絶叫機械

造形する脚本家、麻草郁のブログ。

ショウほど素敵な商売はない……わけではない。

 映画『プロデューサーズ』を観て、映画『アメリカンドリームズ』の予告編を観ると、あまりの気持ちよさに、調子に乗ってはいけねえな、ということを思い出す。二つの作品に通低しているのは「ショウほど素敵な商売はない」という例のアレだ。
 自主映画を観てるのは自主映画を作っている奴だけだ、なんてこともよく言われる。それは、自主映画を作らない者にとって「自主映画」は「クォリティの低い映画」でしかないからだ。作ってる人間の気持ち良さってのは、作品のクオリティが低ければ不快感しか生まないものだ。

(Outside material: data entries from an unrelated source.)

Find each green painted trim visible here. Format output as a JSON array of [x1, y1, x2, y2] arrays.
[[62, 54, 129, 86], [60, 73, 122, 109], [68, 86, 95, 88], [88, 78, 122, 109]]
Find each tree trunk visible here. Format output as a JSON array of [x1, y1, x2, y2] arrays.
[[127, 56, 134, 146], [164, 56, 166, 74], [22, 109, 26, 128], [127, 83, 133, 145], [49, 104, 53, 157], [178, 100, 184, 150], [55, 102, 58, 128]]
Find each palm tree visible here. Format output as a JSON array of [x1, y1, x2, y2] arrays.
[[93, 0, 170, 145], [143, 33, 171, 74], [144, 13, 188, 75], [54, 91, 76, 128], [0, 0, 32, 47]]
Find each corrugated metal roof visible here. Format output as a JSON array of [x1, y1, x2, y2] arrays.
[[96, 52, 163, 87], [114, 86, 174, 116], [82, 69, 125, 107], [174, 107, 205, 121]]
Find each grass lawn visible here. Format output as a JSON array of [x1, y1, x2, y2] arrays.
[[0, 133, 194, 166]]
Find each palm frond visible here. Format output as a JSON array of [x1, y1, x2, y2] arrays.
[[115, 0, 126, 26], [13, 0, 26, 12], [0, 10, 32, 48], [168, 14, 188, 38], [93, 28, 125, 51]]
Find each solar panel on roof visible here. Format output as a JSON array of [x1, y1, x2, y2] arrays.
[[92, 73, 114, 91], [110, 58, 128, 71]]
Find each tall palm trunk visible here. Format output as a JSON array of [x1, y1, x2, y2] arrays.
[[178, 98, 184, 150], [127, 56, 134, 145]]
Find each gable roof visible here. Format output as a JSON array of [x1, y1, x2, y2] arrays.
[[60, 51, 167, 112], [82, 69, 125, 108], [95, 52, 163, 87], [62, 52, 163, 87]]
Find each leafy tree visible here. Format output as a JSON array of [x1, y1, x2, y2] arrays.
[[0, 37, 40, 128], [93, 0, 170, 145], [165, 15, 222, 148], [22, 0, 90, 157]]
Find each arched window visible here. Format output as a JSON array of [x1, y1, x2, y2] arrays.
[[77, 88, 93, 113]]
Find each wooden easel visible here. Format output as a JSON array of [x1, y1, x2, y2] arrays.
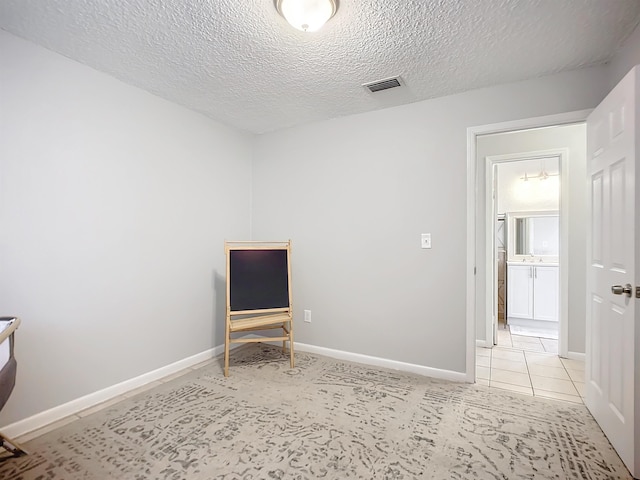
[[224, 241, 294, 377]]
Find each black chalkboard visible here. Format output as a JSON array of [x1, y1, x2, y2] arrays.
[[229, 249, 290, 311]]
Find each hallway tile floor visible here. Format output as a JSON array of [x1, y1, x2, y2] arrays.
[[476, 327, 584, 404], [497, 327, 559, 353]]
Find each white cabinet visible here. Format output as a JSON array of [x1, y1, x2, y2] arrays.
[[532, 266, 559, 321], [507, 265, 534, 319], [507, 264, 558, 323]]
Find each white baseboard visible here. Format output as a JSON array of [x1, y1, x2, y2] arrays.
[[1, 345, 227, 438], [476, 339, 493, 348], [565, 351, 586, 361], [228, 334, 468, 382], [2, 338, 468, 438], [294, 342, 468, 383]]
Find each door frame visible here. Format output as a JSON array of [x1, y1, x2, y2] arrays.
[[465, 109, 592, 382], [484, 149, 568, 357]]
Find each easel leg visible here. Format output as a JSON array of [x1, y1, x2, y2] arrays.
[[224, 320, 230, 377], [0, 432, 28, 457], [289, 321, 295, 369]]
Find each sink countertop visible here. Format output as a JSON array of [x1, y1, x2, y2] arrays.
[[507, 261, 559, 266]]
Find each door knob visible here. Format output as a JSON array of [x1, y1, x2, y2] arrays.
[[611, 284, 632, 297]]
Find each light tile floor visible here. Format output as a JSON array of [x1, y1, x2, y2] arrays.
[[477, 326, 584, 404], [497, 326, 559, 354]]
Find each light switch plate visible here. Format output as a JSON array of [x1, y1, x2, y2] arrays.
[[421, 233, 432, 249]]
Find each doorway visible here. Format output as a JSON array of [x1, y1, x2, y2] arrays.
[[468, 118, 588, 403], [464, 110, 592, 384], [475, 123, 589, 360], [490, 154, 561, 353]]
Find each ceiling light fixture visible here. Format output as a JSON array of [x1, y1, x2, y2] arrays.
[[520, 169, 559, 181], [276, 0, 337, 32], [520, 158, 559, 182]]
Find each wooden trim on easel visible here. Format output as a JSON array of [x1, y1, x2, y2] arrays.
[[229, 307, 290, 317]]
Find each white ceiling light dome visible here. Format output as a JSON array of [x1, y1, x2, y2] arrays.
[[276, 0, 337, 32]]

 ではクォリティが高ければ、快感は自然に生まれるのか。
 そうではない。
 いくら作品の精度が高くても「無条件の正義」は「無条件の抵抗」を生む。どこかのエンターティナーが、無邪気な顔で「ショウほど素敵な商売はありませんね」と言うとき、誰かが吐き気をガマンしている。

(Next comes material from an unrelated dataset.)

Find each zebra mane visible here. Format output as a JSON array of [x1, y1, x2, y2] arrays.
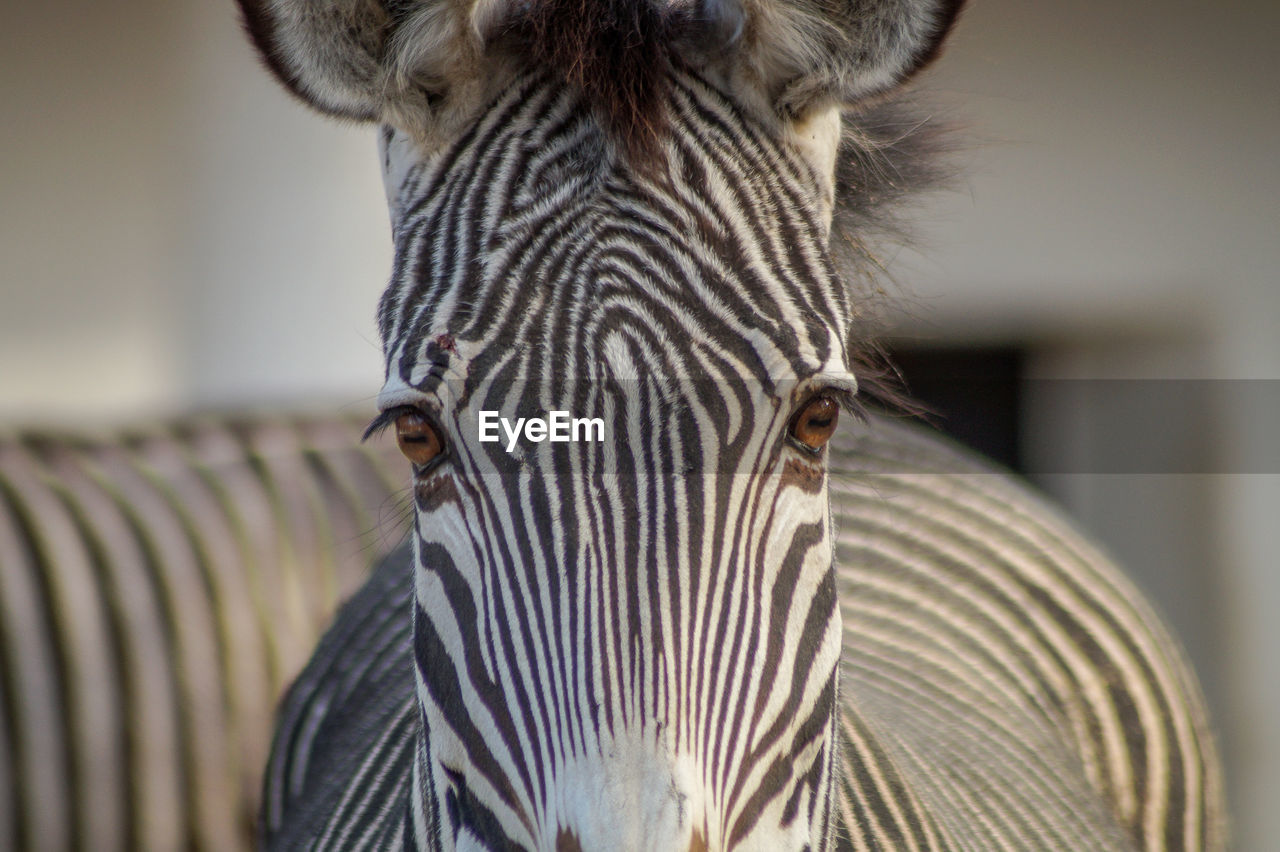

 もちろんそんなのは、作る側が気にすることじゃない。その映画を待っているひとたちに、最高の作品を届けてくれればいい(観客には作品を選択する権利がある)。だけど観る側がヘラヘラ笑っていていいものか。感想を求めている誰かに向かって、涎を流しながら自分の性癖を押し付けるのは、下品な行いではないか。ネットで感想を書く者としての責任は、そこにあるのかもしれない。
 ほんとうに伝えたいなら、拳を振り上げろ。戦いを挑め。
プロデューサーズ』は気持ちの良い映画だった。そして『アメリカンドリームズ』の予告編はそれだけで涙を流しそうになるほどだ。だけど、忘れちゃならねえ、世の中には「映画はひとを変える」と考えるだけで吐き気をもよおすひとがいる。そんな誰かに映画の面白さを伝えられたら本望なのだけど。